Dem Zuschlag für die hohe Anzahl von Forderungsanmeldungen begegnen angesichts von über 900 Gläubigern keine Bedenken. Ein Zuschlag für die Aufbereitung der Buchhaltung hingegen erscheint zunächst grundsätzlich zweifelhaft, denn eine unzureichende Buchhaltung begründet regelmäßig keinen Zuschlagstatbestand, weil dies dem normalen Erscheinungsbild fast jedes insolventen Unternehmens entspricht und die Erledigung dieser Aufgabe daher regelmäßig mit der Regelvergütung abgegolten ist; jedenfalls dann, wenn nur kleinere Mängel vorliegen (vgl. BGH, Beschluss vom 23.9.2004 - IX ZB 215/03; Haarmeyer/Mock, 7. Aufl. 2024, InsVV § 3 Rn. 214, beck-online). Ferner ergeben sich hier Überschneidungen mit der als Sonderaufgabe fremdvergebenen Ermittlung der Anfechtungsansprüche, die zu einer Arbeitsersparnis geführt haben und deshalb jedenfalls gegen die Gewährung eines Zuschlags sprechen können.

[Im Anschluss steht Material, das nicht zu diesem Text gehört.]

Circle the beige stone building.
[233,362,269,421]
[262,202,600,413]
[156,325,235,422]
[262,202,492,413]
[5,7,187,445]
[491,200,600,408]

Gleichwohl ist die Kammer der Ansicht, dass der durch das Amtsgericht bewilligte Zuschlag von 20% auch unter Berücksichtigung der Vergabe als Sonderaufgabe in der Gesamtschau als angemessen erscheint und es deshalb auch unter dieser geänderten Prämisse bei diesem Zuschlag verbleiben kann. Der Insolvenzverwalter hat in seinem Vergütungsantrag ausgeführt, dass 611 Ordner mit ungeordneten Unterlagen vorhanden waren, die durch sein Büro in fünfmonatiger Arbeit zur Erfüllung steuerlicher Verpflichtungen, zur Ermittlung angegebener Kleinstdebitorenforderungen und für die Anfechtungsermittlung aufbereitet werden mussten. Von "kleineren Mängeln" der Buchführung kann deshalb keine Rede sein; vielmehr geht die Unordnung der Buchhaltung weit über das regelmäßig zu erwartende Maß hinaus und hätte für sich genommen auch einen deutlich höheren Zuschlag rechtfertigen können. Andererseits hat der Insolvenzverwalter - und ihm folgend das Amtsgericht - gleichwohl mit einer moderaten Erhöhung von lediglich 20% ausdrücklich und letztlich auch hinreichend die Synergien berücksichtigt, die sich durch die Fremdvergabe der weiteren Anfechtungsermittlung ergeben haben. Damit ist die Arbeitserleichterung, die sich durch die Fremdvergabe zweifellos ergeben hat, angemessen abgebildet. Auf die diesbezüglichen Ausführungen des angefochtenen Beschlusses wird ergänzend Bezug genommen.
III.
Eine Kostenentscheidung nach §§ 97 Abs. 1 ZPO, 4 InsO ist nicht veranlasst, da es sich nicht um ein kontradiktorisches Verfahren handelt (vgl. Ganter/Bruns in Münchener Kommentar zur Insolvenzordnung, Auflage 2019, § 6 Rn. 83 m.w.N.).
Die Rechtsbeschwerde war nicht zuzulassen, weil die Voraussetzungen des § 574 Abs. 2 ZPO nicht vorliegen. Die entscheidungserheblichen Rechtsfragen sind sämtlich höchstrichterlich entschieden; die Kammer hat sich in ständiger Rechtsprechung angeschlossen.